Clean up pasted text in WordPress
I have a love/hate relationship with the paste plugin in TinyMCE, the JavaScript WYSIWYG editor that ships with WordPress. In recent releases TinyMCE has gotten very good at sanitizing text pasted from MS Word, but it is still much more permissive than I would like.
A long standing gripe is that classes are added to every paragraph
and span
when I paste text into the editor:
<p class="p1">This is <span class="s1">pasted</span> text</p>
This odd behaviour is consistent across many applications – InDesign, TextEdit, Mail – so I suspect it may be occurring at an OS level. In any case, I don’t want class attributes finding their way into markup unless I put them there!

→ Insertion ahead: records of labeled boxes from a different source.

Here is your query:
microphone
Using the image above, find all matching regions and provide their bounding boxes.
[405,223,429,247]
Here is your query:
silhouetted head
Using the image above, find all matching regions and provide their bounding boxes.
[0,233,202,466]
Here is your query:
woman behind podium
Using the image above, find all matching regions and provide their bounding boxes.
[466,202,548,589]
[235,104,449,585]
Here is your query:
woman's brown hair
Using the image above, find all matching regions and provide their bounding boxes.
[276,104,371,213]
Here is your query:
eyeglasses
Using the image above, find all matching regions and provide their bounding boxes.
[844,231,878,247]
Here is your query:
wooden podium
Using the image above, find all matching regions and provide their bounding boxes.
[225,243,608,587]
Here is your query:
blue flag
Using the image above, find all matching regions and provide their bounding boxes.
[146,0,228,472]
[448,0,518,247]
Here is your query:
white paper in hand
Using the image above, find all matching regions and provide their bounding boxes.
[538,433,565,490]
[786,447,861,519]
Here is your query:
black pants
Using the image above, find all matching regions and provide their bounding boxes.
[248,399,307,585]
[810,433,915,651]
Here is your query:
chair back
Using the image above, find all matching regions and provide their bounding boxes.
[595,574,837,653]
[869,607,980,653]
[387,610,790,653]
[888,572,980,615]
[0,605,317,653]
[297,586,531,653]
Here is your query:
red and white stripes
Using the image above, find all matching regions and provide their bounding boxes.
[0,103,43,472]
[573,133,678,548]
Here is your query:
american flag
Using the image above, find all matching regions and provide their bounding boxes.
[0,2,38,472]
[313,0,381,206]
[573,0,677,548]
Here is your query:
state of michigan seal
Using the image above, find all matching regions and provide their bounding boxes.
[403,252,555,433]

A more significant problem is that TinyMCE doesn’t filter out HTML tags from pasted content. If you copy and paste text from a website you might unknowingly bring its markup along for the ride, and end up with something like this:
<div class="row">
<div class="col-8">
<table>
<tr>
<td><p>This is pasted text</p></td>
</tr>
</table>
</div>
</div>
I’m sure you can imagine how disastrous that extra markup could be on your website’s front end.
Unfortunately TinyMCE doesn’t have a configuration option to specify which tags are permitted in pasted markup. The valid_elements
option allows us to define which elements will remain in the edited text when TinyMCE saves, but that is an overzealous solution. On occasion you might need to add markup via TinyMCE, and valid_elements
would strip it out again when you save your post. What is needed is a way to clean up text when it is pasted into TinyMCE, but still allow the user to type markup into the editor if they choose.

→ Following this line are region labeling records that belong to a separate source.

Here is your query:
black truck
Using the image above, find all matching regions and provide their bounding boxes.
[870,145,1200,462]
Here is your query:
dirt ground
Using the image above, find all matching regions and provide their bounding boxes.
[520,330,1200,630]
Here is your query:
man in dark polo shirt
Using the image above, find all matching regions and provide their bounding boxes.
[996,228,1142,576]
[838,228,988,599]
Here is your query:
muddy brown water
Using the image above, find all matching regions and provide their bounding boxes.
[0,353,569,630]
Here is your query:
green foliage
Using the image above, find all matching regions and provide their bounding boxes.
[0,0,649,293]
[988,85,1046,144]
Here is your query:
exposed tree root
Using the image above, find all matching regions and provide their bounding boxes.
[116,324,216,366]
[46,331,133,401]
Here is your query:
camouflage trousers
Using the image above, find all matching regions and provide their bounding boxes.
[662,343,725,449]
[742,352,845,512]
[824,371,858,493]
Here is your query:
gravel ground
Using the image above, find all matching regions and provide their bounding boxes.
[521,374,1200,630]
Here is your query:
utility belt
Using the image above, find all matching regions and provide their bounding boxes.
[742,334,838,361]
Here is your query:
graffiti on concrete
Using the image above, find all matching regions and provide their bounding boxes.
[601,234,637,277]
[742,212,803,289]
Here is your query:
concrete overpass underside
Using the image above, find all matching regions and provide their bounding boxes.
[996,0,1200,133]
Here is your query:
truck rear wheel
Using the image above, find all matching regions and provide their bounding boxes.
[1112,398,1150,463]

The solution comes in the form of the paste_preprocess
option, which allows us to specify a callback that will be executed when content is inserted into the editor. Within that callback we can strip out any tags that we don’t want, and remove class
, id
and any other undesirable attributes from our content.
In WordPress you can hook into TinyMCE’s configuration using the tiny_mce_before_init
filter. In your theme’s functions.php
file:
add_filter('tiny_mce_before_init','configure_tinymce');
/**
* Customize TinyMCE's configuration
*
* @param array
* @return array
*/
function configure_tinymce($in) {
$in['paste_preprocess'] = "function(plugin, args){
// Strip all HTML tags except those we have whitelisted
var whitelist = 'p,span,b,strong,i,em,h3,h4,h5,h6,ul,li,ol';
var stripped = jQuery('<div>' + args.content + '</div>');
var els = stripped.find('*').not(whitelist);
for (var i = els.length - 1; i >= 0; i--) {
var e = els[i];
jQuery(e).replaceWith(e.innerHTML);
}
// Strip all class and id attributes
stripped.find('*').removeAttr('id').removeAttr('class');
// Return the clean HTML
args.content = stripped.html();
}";
return $in;
}
We use jQuery to populate the DOM with the pasted content, then traverse the DOM and remove tags and classes we don’t want. Finally we extract the cleaned HTML markup and pass it back to the editor. This approach may seem convoluted, but it is far less error prone than using regular expressions to sanitize our content.
All you need to do is modify the whitelist variable, which contains a list of tags to allow past your filter.
One last thing: You might notice that our entire JavaScript function is contained in a string. This might seem odd, but is necessary since WordPress stores TinyMCE’s configuration options as an array of strings.